The China Morning Post (scmp.com) dan The Star (thestar.com,my), Kamis, 9 Desember 2021, melaporkan pasukan keamanan Sabah sedang memverifikasi informasi tentang rencana rahasia yang diklaim oleh milisi Sulu untuk menyerang negara.
Wakil Komandan Komando Keamanan Sabah Timur, Eastern Sabah, Security Command (Esscom), Datuk Ahmad Fuad Othman, mengatakan intelijen mereka sebenarnya telah mengetahui gerakan tersebut sebelumnya dan telah melakukan upaya untuk mendapatkan informasi lebih lanjut.
Datuk Ahmad Fuad Othman, mengatakan, “Sekarang, kami masih mencoba memverifikasi tuduhan ini dari rekan-rekan kami. Berani datang 600 anggota teroris Sulu, pasti kami hancurkan.”
Ahmad Fuad Othman, mengatakan kontrol perbatasan dan patroli telah diperketat, dan meyakinkan publik bahwa sejauh ini tidak ada gerakan abnormal dari luar perairan Malaysia yang terdeteksi.
Ahmad Fuad mengatakan pembicaraan tentang invasi dan pasukan Sulu yang mencoba menyerang Sabah telah berlangsung selama bertahun-tahun.
Ketua Menteri Sabah Datuk Seri Hajiji Noor, ketika ditanya tentang hal ini selama pidato penutupannya di pertemuan majelis legislatif negara bagian, mengatakan pemerintah negara bagian belum menerima informasi tentang dugaan plot ini.
Ahmad Fuad Othman, menolak berkomentar lebih jauh ketika anggota dewan Moyog Datuk Darell Leiking mencoba mencari tahu lebih banyak.
“Saya belum bisa berkomentar soal ini karena kami belum menerima informasi tentang artikel ini,” kata Ahmad Fuad Othman.
Menurut sebuah artikel oleh South China Morning Post, ada pertemuan rahasia antara 19 walikota di Filipina selatan yang membahas perekrutan 600 pejuang bersenjata untuk menyerang Sabah.
Laporan itu juga menuduh bahwa ada mata-mata yang ditugaskan untuk menjelajahi kota-kota pesisir, meskipun belum ada yang menyusup ke negara bagian itu.
Pertemuan rahasia itu diyakini telah diadakan oleh seorang pejabat senior pemerintah lokal di Filipina selatan awal bulan Desember 2021.
Laporan itu mengutip sumber senior keamanan regional.
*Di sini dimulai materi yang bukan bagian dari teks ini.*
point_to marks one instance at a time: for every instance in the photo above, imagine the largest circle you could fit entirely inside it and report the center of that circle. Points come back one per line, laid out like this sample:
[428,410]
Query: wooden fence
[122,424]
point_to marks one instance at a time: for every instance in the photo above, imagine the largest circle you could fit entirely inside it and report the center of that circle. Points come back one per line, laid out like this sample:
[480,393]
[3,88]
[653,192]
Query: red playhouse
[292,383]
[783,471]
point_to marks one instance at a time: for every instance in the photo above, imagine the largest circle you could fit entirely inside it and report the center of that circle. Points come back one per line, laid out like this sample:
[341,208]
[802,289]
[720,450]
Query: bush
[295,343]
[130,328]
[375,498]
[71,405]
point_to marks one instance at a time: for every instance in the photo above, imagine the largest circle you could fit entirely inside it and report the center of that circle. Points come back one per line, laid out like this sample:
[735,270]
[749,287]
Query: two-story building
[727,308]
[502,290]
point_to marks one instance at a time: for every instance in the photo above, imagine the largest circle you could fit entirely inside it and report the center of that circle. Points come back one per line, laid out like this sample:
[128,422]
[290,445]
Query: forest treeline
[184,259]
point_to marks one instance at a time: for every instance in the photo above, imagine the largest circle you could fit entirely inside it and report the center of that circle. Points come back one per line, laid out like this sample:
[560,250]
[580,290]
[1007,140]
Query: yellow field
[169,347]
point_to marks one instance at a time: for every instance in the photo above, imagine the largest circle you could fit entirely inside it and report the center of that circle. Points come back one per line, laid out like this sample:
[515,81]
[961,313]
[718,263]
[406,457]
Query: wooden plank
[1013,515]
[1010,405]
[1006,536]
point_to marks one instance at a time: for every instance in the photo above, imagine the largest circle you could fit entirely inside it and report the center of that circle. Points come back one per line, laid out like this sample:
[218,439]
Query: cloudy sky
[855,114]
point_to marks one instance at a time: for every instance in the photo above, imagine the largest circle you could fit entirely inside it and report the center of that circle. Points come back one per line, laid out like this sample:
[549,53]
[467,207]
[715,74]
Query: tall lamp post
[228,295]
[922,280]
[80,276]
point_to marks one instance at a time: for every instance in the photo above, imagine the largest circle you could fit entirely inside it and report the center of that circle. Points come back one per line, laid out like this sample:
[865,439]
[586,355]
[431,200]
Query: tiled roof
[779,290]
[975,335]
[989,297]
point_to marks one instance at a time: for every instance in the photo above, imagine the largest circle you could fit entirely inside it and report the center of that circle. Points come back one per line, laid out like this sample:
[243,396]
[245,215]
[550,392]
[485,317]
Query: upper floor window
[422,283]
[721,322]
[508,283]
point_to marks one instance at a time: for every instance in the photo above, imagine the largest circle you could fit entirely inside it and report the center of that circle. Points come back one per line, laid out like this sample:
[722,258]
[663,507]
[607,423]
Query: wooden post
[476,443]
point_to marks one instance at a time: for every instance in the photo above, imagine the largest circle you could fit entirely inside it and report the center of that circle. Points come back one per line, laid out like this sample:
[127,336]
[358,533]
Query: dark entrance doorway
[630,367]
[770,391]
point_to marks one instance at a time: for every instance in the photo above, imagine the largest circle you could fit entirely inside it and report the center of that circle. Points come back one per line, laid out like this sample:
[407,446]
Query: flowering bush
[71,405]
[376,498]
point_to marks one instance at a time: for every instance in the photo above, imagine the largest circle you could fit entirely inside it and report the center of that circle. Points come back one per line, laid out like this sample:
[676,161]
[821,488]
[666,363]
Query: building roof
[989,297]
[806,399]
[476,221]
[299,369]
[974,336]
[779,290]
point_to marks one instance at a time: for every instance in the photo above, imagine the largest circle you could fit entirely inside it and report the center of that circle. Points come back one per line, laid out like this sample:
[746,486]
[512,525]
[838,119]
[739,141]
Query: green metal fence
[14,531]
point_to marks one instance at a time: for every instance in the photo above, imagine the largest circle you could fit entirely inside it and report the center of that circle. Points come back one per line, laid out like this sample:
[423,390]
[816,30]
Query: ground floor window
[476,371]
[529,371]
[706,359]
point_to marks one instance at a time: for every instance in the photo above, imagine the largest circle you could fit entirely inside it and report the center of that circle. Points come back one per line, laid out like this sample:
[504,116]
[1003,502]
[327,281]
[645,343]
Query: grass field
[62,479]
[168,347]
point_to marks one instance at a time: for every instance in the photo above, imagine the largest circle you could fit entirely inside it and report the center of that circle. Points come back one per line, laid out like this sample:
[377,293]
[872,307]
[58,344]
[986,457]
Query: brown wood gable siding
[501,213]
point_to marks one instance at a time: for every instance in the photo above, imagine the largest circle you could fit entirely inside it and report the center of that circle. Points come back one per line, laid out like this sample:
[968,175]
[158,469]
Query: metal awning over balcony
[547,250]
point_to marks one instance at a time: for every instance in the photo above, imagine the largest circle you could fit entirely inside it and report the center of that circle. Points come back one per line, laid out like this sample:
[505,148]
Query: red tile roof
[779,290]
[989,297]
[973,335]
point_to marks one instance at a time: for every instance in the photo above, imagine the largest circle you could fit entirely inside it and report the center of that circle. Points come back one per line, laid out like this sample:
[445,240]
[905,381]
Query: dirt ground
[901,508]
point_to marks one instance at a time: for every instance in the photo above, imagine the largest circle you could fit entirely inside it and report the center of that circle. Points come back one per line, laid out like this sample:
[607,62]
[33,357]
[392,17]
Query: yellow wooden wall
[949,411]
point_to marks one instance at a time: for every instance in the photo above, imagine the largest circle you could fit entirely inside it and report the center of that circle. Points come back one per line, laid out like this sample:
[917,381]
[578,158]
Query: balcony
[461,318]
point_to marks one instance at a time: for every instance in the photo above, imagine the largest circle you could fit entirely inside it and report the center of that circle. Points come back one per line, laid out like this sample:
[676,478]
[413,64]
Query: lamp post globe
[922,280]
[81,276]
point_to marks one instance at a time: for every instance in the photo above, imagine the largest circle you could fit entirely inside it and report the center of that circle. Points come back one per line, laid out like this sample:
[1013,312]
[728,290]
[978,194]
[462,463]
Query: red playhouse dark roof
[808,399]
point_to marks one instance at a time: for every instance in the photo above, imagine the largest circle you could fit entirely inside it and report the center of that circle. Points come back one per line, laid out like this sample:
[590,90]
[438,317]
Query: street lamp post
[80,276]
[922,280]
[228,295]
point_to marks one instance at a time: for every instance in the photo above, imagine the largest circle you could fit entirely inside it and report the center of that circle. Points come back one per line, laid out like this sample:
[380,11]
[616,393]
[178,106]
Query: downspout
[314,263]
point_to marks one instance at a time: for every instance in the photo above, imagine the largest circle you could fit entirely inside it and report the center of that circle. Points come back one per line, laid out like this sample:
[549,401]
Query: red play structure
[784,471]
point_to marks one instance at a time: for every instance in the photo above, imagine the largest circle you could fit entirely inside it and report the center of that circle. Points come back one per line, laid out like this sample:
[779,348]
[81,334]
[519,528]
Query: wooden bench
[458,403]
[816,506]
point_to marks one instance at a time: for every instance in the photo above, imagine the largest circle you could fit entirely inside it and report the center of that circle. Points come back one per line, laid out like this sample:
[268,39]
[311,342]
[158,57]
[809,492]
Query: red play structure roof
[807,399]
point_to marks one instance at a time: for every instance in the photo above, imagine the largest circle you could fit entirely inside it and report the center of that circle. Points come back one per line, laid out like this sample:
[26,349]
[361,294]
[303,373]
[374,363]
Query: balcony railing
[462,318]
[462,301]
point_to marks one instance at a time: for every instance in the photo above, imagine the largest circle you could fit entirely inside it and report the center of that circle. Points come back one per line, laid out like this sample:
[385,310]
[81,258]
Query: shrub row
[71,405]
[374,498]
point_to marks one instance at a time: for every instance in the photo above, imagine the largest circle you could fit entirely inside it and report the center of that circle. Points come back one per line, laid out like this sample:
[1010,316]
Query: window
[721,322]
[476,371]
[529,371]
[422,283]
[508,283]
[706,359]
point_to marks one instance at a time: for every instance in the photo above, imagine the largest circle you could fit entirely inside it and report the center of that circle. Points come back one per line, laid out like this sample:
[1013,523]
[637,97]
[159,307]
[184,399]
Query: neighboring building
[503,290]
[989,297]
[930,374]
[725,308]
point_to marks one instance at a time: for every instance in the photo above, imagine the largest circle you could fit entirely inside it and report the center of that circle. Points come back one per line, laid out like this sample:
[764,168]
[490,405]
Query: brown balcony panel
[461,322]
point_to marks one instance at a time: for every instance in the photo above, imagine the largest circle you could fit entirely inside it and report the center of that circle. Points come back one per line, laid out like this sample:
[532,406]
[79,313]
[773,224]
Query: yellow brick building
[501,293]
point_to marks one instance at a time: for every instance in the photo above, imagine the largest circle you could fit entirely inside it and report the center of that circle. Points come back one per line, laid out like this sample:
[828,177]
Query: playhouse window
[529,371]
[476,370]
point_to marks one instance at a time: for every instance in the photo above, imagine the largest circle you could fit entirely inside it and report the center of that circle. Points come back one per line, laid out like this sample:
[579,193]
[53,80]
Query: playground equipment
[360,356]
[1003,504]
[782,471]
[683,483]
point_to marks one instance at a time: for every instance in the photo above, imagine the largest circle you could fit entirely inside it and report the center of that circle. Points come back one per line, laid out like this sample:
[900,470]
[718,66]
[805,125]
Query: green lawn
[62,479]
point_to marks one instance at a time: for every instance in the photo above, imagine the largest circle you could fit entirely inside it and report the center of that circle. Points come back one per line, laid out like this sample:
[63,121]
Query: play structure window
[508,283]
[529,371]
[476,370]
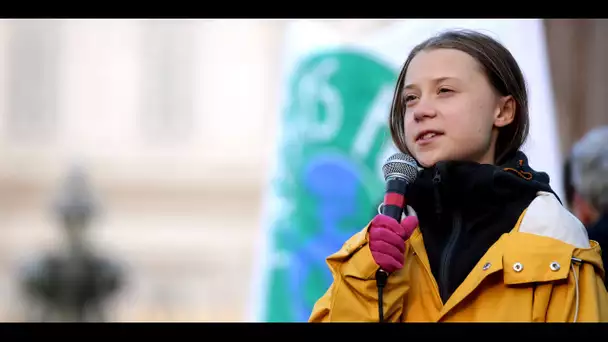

Sumber tersebut diduga mengatakan bahwa pertemuan itu dilakukan oleh seorang pejabat yang dipilih secara lokal di provinsi Sulu, yang mengumpulkan 19 Wali Kota Kepulauan Sulu untuk membahas rencana pembentukan
“Tentara Kerajaan Sulu” dengan target merekrut hingga 600 orang untuk menyerang Sabah.
Filipina dilaporkan sudah mengerahkan 19 Wali Kota untuk membantu pendanaan teroris Sulu, agar kembali membuat serangan terhadap kedaulatan Negara Bagian Sabah, Federasi Malaysia.
600 pasukan teroris
Media berbahasa Inggris berbasis di Hongkong, South China Morning Post (scmp.com), Kamis, 9 Desember 2021, melaporkan, telah dilakukan pertemuan rahasia 19 Wali Kota membahas perekrutan 600 orang untuk menyerang negara bagian di pulau Kalimantan dan mata-mata untuk menjelajahi kota-kota pesisir, meskipun belum ada yang menyusup.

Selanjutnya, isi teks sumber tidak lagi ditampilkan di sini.